Building a line-by-line lexer in C#
So there I was. It was a lazy afternoon before my final exam of the semester, and I was idly looking through some old code. One thing led to another, and I ended up writing a line-based scanning lexer in C# - and I thought I'd share it here, pulling it apart and putting it back together again.
The aim was to build something regular expression based, that would be flexible enough that it could be used in a wide-range of applications - but not too difficult or confusing to pick up, use and add to another project. The final code isn't currently available in a public repository (it's actually for a personal project - maybe I'll get around to refactoring it into a library if there's the demand), but I'll still post the finished code at the end of this post.

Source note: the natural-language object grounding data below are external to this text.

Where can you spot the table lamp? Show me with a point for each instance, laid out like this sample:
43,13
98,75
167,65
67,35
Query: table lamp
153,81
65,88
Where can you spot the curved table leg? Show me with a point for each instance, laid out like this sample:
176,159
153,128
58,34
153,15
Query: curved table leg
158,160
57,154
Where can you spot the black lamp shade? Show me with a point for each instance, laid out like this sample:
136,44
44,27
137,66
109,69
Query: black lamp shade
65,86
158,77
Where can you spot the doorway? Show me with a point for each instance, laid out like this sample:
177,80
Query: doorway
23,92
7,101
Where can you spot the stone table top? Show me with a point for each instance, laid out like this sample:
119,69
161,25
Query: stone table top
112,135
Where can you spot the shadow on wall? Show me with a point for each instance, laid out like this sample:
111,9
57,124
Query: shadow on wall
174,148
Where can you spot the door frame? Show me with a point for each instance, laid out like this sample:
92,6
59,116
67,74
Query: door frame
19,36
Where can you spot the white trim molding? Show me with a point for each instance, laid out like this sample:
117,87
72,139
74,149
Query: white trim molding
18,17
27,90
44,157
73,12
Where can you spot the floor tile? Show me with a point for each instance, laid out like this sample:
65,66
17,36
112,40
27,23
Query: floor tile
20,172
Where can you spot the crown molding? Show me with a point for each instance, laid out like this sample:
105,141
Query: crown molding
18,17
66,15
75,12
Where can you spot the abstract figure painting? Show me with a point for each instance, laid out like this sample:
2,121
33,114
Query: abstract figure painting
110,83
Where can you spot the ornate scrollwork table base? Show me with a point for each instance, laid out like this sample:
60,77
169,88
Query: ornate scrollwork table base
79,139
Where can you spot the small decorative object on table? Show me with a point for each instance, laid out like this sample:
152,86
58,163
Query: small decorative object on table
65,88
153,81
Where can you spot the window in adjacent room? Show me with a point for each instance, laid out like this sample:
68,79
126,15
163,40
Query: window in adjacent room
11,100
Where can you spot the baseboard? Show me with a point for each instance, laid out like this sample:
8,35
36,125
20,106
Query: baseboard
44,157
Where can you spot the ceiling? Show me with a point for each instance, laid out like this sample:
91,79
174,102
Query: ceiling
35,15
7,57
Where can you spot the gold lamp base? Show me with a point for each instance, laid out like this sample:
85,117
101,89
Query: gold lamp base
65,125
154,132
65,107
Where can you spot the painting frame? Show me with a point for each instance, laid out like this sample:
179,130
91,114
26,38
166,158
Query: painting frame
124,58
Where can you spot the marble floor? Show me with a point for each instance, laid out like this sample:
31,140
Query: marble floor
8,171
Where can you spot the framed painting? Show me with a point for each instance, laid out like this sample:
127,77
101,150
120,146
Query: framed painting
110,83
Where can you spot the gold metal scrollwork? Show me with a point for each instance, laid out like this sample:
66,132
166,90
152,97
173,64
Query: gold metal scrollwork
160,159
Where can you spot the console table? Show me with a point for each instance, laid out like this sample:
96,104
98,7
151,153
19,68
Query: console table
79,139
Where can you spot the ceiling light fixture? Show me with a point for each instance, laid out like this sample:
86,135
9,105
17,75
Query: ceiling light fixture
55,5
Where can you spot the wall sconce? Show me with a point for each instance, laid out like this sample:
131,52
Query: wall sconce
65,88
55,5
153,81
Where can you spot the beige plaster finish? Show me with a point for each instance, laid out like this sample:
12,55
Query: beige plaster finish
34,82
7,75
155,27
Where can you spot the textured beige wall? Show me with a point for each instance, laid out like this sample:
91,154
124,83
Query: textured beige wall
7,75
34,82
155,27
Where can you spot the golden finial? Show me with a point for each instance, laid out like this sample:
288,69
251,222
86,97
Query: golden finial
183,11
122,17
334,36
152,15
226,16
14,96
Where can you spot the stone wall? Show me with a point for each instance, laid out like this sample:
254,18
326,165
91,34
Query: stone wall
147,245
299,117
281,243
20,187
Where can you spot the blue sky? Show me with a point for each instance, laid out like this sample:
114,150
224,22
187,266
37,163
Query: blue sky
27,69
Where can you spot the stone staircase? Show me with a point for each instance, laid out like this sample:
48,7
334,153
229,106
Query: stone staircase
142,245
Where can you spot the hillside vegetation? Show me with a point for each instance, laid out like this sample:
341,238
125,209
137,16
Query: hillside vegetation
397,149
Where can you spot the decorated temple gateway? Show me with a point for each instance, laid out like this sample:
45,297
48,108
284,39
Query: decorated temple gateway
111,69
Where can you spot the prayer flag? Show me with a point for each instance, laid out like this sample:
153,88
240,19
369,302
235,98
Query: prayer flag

To start with, let's define some data classes to hold some input and output information. Hrm. Let's see - we'll need a class to represent a rule that the lexer will utilise, and one to represent the tokens that our lexer will be emitting. Let's deal with the one for the rules first:
public class LexerRule<TokenType>
{
public readonly TokenType Type;
public readonly Regex RegEx;
public bool Enabled { get; set; } = true;
public LexerRule(TokenType inName, string inRegEx)
{
if (!typeof(TokenType).IsEnum)
throw new ArgumentException($"Error: inName must be an enum - {typeof(TokenType)} passed");
Type = inName;
RegEx = new Regex(inRegEx);
}
public bool Toggle()
{
Enabled = !Enabled;
return Enabled;
}
}
Here I define a template (or generic) class that holds a regular expression, and associates it with a value from an enum. There's probably a better / cleaner way to make sure that TokenType
is an enum, but for now this should serve it's purpose just fine. I also add a simple Enabled
boolean property - as we'll be adding support for dynamically enabling and disabling rules later on.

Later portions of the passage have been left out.